Source code dependency hierarchy
The problem that arises from this dependency is that it becomes difficult to swap functionality.  A change to the source code of a low level object means that we need to rebuild all of the files that depend on it;  Admittedly rebuilding files in PHP is less of an issue than for statically typed languages that are built in advance, but we are still directly impacting on files other than the one we are touching.

Let's say, for example, we had a class that outputs the Employee wages to screen.  In the diagram above we would see the Employee object as the High Level object and perhaps a "ScreenOutput" object as a low-level object.  Our Employee object calls the ScreenOutput class directly, and so we have to mention the source code in Employee, like this:

Now our CFO asks us to be able to print out the wages using the black and white printer in her office.  Uh-oh, now we need to rewrite our source-code dependency because the "use" statement refers specifically to a concretion.

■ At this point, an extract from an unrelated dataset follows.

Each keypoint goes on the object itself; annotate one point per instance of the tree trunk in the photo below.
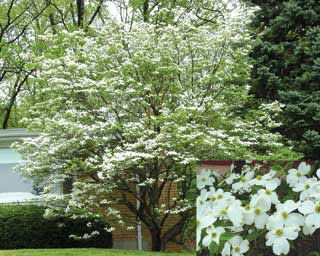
(155, 240)
(80, 10)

What happens if we want to make a change to the way that wages are displayed on the screen?  We can easily tweak the ScreenOutput object, but can we deploy it separately?  What impact is it going to have on all the places that depend on it?

How could we fix this problem and allow ourselves to swap functionality in and out without affecting our source code dependencies?  How do we actually decouple these objects?

The answer is to always depend on abstractions rather than concretions.  This insulates you from changes in the underlying files and lets you change and deploy parts of your application separately.

Using an interface to implement dependency inversion
In the diagram above the Employee object is calling the ScreenOutput class method through an interface.  The class has a source code dependency on the interface file (which shouldn't change often) and any code change in the ScreenOutput class will not affect the Employee object.

The rules to follow for the dependency inversion principal are:

  1. Do not reference volatile concrete classes 
  2. Do not derive from volatile concrete classes
  3. Do not override concrete functions
  4. Never mention the name of anything concrete and volatile

One way that you can accomplish this is through using a Factory to instantiate volatile concrete classes.  This removes the requirement to have a source code dependency on the class that you're instantiating in the object where you need it.

Laravel approaches dependency inversion by using a "service container".  Your code no longer depends on a concrete implementation of a class, but rather requests an instance of an object from the IoC container.

In our controller code above the IoC container returns an instance of the HoursWorked model through the Facade pattern.  The controller is not directly dependent on the source code file of the HoursWorked model.  So in this particular case we're just lucky to be adhering to a SOLID principal!